I am sad and happy to read this post. Sad - because it tells of your pain, happy - because it is real and raw.
You asked for prayer, so I shall pray. I have prayed. That the whirlwind aound your heart and mind will subside and that you will know it is OK to be happy/sad/fearful and joyful all wrapped into one.

Lynne said...

To be honest, I don't like hearing when you or anyone that I love is not feeling well. I want you to be healthy and feel good all the time! That isn't reality I suppose. But I will pray that this ill feeling is nothing to be concerned about. You are truly a blessing to me and to everyone around you. I benefit from your wisdom every time I talk with you and I have always felt your love. God grant you today a day free from feeling tired, worn out, discouraged or just blue.

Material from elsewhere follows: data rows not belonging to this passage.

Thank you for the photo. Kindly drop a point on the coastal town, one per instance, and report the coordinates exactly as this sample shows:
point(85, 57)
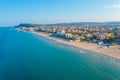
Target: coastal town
point(104, 36)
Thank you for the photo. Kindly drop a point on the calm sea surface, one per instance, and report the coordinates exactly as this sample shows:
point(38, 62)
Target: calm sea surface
point(26, 56)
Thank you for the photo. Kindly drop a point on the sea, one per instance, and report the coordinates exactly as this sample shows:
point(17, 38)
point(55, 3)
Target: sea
point(27, 56)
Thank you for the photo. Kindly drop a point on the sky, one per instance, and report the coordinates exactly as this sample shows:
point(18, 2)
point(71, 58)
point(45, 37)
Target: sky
point(13, 12)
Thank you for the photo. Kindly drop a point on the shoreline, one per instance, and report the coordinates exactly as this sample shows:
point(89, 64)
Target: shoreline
point(113, 52)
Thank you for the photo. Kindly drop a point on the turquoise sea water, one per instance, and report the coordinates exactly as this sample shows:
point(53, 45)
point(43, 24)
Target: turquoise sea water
point(26, 56)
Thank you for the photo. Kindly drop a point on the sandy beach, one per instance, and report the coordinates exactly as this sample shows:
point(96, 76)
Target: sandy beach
point(113, 52)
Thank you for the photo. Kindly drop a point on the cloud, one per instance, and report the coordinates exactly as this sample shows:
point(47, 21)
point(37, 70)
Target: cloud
point(112, 6)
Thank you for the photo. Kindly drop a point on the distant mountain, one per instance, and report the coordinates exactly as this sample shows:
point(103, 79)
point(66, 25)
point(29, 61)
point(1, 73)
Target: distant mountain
point(71, 24)
point(27, 25)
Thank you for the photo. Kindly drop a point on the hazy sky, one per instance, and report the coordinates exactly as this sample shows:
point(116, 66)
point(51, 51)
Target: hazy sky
point(13, 12)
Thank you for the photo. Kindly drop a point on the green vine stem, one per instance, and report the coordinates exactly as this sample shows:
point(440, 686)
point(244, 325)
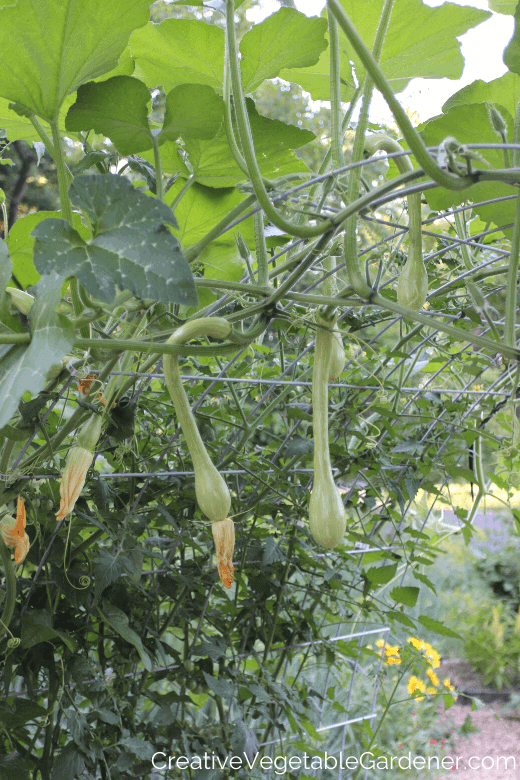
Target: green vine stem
point(512, 282)
point(4, 214)
point(356, 278)
point(261, 251)
point(211, 490)
point(44, 137)
point(228, 115)
point(336, 142)
point(63, 182)
point(4, 461)
point(444, 178)
point(516, 137)
point(246, 140)
point(413, 279)
point(158, 168)
point(10, 587)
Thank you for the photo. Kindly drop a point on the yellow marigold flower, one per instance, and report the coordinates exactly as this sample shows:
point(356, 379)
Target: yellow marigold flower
point(73, 479)
point(415, 684)
point(224, 536)
point(417, 643)
point(13, 532)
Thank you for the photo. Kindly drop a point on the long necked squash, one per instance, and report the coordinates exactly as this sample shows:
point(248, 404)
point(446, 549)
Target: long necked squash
point(211, 490)
point(327, 517)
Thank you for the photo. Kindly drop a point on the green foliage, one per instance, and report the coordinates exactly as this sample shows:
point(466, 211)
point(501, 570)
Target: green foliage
point(130, 247)
point(123, 642)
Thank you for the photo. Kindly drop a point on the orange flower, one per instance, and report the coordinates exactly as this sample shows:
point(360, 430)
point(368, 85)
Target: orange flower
point(73, 479)
point(13, 532)
point(224, 536)
point(84, 385)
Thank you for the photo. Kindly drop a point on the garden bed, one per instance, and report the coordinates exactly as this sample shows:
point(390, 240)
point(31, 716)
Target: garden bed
point(471, 683)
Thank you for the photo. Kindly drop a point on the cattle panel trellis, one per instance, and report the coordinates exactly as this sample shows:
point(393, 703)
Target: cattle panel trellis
point(253, 669)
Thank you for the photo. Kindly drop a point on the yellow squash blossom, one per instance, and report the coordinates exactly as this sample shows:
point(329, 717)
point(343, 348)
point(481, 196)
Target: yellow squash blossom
point(415, 684)
point(224, 536)
point(13, 532)
point(77, 465)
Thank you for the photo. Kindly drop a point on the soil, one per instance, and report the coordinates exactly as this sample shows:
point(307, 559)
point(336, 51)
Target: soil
point(496, 738)
point(497, 735)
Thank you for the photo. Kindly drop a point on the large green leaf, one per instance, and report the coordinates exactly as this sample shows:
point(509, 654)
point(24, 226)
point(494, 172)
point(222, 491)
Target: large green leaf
point(50, 47)
point(21, 244)
point(179, 51)
point(502, 6)
point(193, 111)
point(202, 208)
point(286, 39)
point(20, 128)
point(118, 109)
point(131, 247)
point(37, 627)
point(119, 622)
point(23, 368)
point(420, 42)
point(214, 165)
point(504, 90)
point(471, 124)
point(512, 51)
point(316, 78)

I love you Mom. Here's to a trillion more Christmases and New Years's. :-)

Anonymous said...

awww...Trudy, my heart aches to think that you are hurting. You were the first example in my life of a Holy, Christ-like woman. I remember being in your home (at 'sleepovers', family dinners, etc) and being completely in awe of the love I could feel there.

I know you have blessed and continue to bless many more than just me. Surely God needs you down here for many more years!!